During a discussion of the study, attendees asked how to address anticoagulation at discharge in, for example, a 72-year-old man with early Alzheimer’s disease and a fourth admission for a fall. Dr. Cipolle replied that a recommendation would be placed in his chart based on his initial risk and that a hospitalist or cardiologist would also be called in. He observed that trauma surgeons typically overestimate the fall risk, compared with the stroke risk, and often feel that making such a recommendation may be out of their purview.
Audience member Dr. Ronald Gross, chief of trauma and emergency surgery at Baystate Medical Center in Springfield, Mass., said trauma surgeons need to play a more active role in anticoagulation. He added that physicians at his center have a conversation prior to discharge with every single fall patient about the risks and benefits of anticoagulation, and also contact their prescribing physicians.
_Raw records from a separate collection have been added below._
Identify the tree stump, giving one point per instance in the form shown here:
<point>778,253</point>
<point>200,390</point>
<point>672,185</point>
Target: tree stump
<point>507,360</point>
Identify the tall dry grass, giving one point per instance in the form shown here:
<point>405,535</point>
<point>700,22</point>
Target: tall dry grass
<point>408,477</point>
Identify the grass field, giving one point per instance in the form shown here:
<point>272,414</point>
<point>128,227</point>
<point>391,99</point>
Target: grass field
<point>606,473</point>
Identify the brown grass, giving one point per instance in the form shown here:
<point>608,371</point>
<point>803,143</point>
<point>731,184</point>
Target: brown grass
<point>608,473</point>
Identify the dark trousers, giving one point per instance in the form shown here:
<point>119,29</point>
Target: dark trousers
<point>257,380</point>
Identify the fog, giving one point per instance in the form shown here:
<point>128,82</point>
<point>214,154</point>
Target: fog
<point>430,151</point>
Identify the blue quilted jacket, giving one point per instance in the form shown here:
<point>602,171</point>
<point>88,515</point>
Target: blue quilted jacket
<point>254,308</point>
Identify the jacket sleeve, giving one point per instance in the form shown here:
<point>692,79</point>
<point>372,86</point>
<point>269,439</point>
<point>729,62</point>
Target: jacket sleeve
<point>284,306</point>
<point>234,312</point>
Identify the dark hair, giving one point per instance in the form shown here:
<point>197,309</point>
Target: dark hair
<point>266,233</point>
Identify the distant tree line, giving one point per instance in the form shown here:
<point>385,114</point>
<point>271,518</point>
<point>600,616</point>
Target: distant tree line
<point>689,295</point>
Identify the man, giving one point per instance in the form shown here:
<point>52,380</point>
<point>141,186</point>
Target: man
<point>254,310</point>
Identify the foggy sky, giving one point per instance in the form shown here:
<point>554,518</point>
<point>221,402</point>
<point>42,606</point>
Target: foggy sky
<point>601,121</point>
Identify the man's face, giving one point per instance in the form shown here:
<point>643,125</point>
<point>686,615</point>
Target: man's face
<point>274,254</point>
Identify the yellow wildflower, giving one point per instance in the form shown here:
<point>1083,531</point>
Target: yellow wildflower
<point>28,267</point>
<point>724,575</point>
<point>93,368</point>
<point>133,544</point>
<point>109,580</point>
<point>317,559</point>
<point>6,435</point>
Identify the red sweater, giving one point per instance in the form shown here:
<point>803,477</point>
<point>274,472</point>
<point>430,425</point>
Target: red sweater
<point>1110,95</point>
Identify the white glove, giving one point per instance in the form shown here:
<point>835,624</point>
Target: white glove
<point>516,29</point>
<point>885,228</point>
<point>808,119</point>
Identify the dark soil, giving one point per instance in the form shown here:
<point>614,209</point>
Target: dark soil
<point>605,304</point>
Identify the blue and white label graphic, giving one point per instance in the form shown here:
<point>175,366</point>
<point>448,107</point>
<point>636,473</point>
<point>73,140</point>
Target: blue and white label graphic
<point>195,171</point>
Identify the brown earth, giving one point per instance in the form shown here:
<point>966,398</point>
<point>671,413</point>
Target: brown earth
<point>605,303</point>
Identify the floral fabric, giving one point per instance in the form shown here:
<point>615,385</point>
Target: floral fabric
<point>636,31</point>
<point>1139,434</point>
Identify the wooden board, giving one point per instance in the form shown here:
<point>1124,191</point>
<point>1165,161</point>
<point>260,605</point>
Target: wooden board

Session moderator Dr. Lewis Kaplan, a trauma and critical care surgeon at Yale University, New Haven, Conn., said the nurse practitioners at his center call primary care physicians when trauma patients are admitted and make a follow-up call upon discharge. The trauma surgeon makes an anticoagulation recommendation at discharge, although half the time, despite the conversation, patients are back on their anticoagulants in a matter of weeks, Dr. Kaplan said.
Dr. Cipolle and Mr. Gallagher reported no conflicts of interest. Dr. Lewis serves as a consultant to Pfizer.